In a joint statement last week, judges McGee and Scott Jordan said, “In our opinion, accompanying the near absolute right we have to speak freely is a moral duty to exercise that right responsibly. And we are concerned that the extensive media coverage of this week’s tragic events in Reno also resulted in the wide dissemination of several comments about Judge Weller that were written by people with questionable motives. Publicizing such unsubstantiated opinions does a disservice to Judge Weller and does not meet the fairness test. In addition, giving a legitimate venue to those comments gives credibility to anonymous, one-sided, and emotion-fueled tirades which deserve none and can easily inspire others who are disgruntled with a divorce settlement to decide that taking matters in their own hands is acceptable. It is not.”
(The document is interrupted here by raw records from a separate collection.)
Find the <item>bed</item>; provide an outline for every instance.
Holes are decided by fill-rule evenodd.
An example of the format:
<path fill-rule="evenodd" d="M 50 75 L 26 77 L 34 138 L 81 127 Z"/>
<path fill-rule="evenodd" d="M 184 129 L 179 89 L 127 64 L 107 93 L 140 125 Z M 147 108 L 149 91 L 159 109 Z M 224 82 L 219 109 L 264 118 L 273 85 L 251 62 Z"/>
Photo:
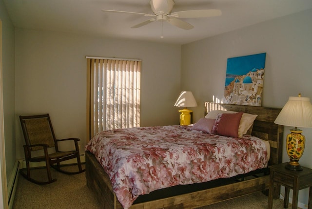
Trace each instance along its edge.
<path fill-rule="evenodd" d="M 266 166 L 281 162 L 283 128 L 273 123 L 280 109 L 212 102 L 205 102 L 205 114 L 216 110 L 226 110 L 257 115 L 251 135 L 269 142 L 270 159 L 266 168 L 203 183 L 157 190 L 139 196 L 130 209 L 196 208 L 269 188 L 269 171 Z M 123 208 L 113 191 L 108 175 L 93 153 L 88 151 L 86 151 L 86 177 L 87 186 L 94 190 L 103 208 Z M 278 188 L 275 189 L 274 194 L 275 197 L 278 198 Z"/>

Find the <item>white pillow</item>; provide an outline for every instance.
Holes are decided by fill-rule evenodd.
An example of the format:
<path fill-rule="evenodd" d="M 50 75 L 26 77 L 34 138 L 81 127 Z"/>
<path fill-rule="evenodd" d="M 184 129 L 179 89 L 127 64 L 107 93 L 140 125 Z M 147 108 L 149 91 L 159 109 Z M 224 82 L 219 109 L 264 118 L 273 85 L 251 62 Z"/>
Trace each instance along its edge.
<path fill-rule="evenodd" d="M 234 111 L 226 111 L 224 110 L 212 110 L 205 116 L 205 118 L 215 119 L 219 113 L 237 113 Z M 254 124 L 254 121 L 258 116 L 257 114 L 252 114 L 248 113 L 244 113 L 239 122 L 238 127 L 238 137 L 241 138 L 243 135 L 246 134 L 248 130 Z"/>
<path fill-rule="evenodd" d="M 205 118 L 213 119 L 215 120 L 218 114 L 219 113 L 237 113 L 237 112 L 226 111 L 224 110 L 212 110 L 205 116 Z"/>

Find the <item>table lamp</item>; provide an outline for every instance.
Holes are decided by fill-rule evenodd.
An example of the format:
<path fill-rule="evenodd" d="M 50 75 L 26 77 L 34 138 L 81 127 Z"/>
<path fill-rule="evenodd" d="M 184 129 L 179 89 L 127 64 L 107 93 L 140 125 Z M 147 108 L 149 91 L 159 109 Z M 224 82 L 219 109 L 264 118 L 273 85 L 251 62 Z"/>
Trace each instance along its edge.
<path fill-rule="evenodd" d="M 183 91 L 181 92 L 179 97 L 175 104 L 176 107 L 183 107 L 185 108 L 179 110 L 181 113 L 180 114 L 180 125 L 190 125 L 191 124 L 190 113 L 193 111 L 188 110 L 187 107 L 196 107 L 197 103 L 192 92 Z"/>
<path fill-rule="evenodd" d="M 312 105 L 308 97 L 290 96 L 274 122 L 277 124 L 294 127 L 286 138 L 286 150 L 290 162 L 285 168 L 292 171 L 302 171 L 299 163 L 304 151 L 305 137 L 297 127 L 312 127 Z"/>

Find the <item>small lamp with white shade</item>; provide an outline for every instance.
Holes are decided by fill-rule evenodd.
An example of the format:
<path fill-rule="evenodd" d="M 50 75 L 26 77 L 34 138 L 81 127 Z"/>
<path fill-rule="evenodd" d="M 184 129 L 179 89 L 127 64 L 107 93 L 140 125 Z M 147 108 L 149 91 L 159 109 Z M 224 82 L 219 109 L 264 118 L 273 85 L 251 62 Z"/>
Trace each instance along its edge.
<path fill-rule="evenodd" d="M 302 131 L 297 127 L 312 127 L 312 104 L 308 97 L 290 96 L 274 122 L 277 124 L 294 127 L 290 130 L 291 133 L 286 138 L 286 150 L 290 158 L 289 163 L 285 166 L 292 171 L 302 171 L 299 159 L 303 154 L 305 137 L 301 134 Z"/>
<path fill-rule="evenodd" d="M 191 114 L 190 113 L 193 111 L 187 109 L 187 107 L 196 107 L 197 103 L 193 96 L 192 92 L 182 91 L 180 94 L 176 104 L 176 107 L 183 107 L 185 108 L 179 110 L 179 112 L 181 113 L 180 115 L 180 125 L 190 125 L 191 124 Z"/>

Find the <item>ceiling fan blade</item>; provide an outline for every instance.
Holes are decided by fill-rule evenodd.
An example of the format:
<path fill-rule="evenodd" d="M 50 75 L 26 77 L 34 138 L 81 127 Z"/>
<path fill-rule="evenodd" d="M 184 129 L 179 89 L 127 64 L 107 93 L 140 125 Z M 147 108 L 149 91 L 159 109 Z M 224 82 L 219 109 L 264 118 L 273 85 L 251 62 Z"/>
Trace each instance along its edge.
<path fill-rule="evenodd" d="M 134 25 L 133 26 L 131 27 L 131 28 L 139 28 L 140 27 L 143 26 L 145 25 L 150 23 L 152 22 L 154 22 L 154 21 L 156 21 L 156 19 L 152 18 L 151 19 L 148 19 L 147 20 L 145 20 L 144 22 L 142 22 L 140 23 L 139 23 L 137 25 Z"/>
<path fill-rule="evenodd" d="M 167 0 L 151 0 L 151 2 L 156 13 L 167 12 L 168 7 Z"/>
<path fill-rule="evenodd" d="M 222 14 L 219 9 L 203 9 L 199 10 L 187 10 L 173 12 L 171 15 L 179 18 L 209 18 L 219 16 Z"/>
<path fill-rule="evenodd" d="M 102 9 L 102 11 L 103 12 L 115 12 L 115 13 L 129 13 L 129 14 L 135 14 L 136 15 L 143 15 L 145 16 L 155 16 L 154 15 L 152 15 L 151 14 L 141 13 L 140 12 L 127 12 L 125 11 L 111 10 L 109 9 Z"/>
<path fill-rule="evenodd" d="M 177 18 L 170 18 L 167 21 L 172 25 L 184 30 L 190 30 L 194 27 L 191 24 Z"/>

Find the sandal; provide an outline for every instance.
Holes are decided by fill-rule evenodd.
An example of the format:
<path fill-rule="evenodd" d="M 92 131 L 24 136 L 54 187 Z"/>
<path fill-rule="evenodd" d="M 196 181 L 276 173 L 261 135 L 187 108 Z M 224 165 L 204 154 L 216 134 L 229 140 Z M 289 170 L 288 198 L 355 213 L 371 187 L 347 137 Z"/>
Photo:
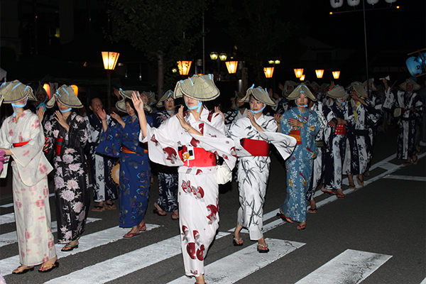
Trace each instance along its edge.
<path fill-rule="evenodd" d="M 266 253 L 269 252 L 269 248 L 268 248 L 268 245 L 266 244 L 263 246 L 261 244 L 258 244 L 258 251 L 260 253 Z"/>
<path fill-rule="evenodd" d="M 115 210 L 117 209 L 113 202 L 111 202 L 111 203 L 105 202 L 105 207 L 106 207 L 108 210 Z"/>
<path fill-rule="evenodd" d="M 92 211 L 94 211 L 95 212 L 102 212 L 102 211 L 105 211 L 105 207 L 104 206 L 95 206 L 92 208 Z"/>
<path fill-rule="evenodd" d="M 48 269 L 44 269 L 46 267 L 48 267 Z M 59 263 L 58 261 L 55 261 L 55 263 L 53 264 L 46 264 L 45 266 L 41 266 L 41 267 L 38 269 L 38 272 L 41 272 L 42 273 L 52 271 L 53 269 L 59 267 Z"/>
<path fill-rule="evenodd" d="M 18 271 L 19 270 L 19 268 L 23 268 L 22 271 L 19 271 L 19 272 L 16 272 Z M 34 270 L 34 266 L 30 267 L 30 266 L 20 266 L 18 267 L 18 268 L 15 269 L 13 271 L 12 271 L 13 274 L 25 274 L 28 271 L 33 271 Z"/>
The RN&R last week published a report on spiteful online messages that attacked Judge Weller, some of those messages written after he was shot. The report contained quotations from the messages in order to communicate to readers the maliciousness of the postings. The report also contained messages critical of the anti-Weller postings or supportive of Weller rulings.

One difference between the 1960 courthouse shootings and those last week is that if Robert Williams had a legitimate grievance, it got lost and was never heard of again after his behavior in the courtroom. In 2006, there have been plenty of people—from online bloggers to a CNN producer—who have been willing to sympathetically make Darren Mack’s case for him.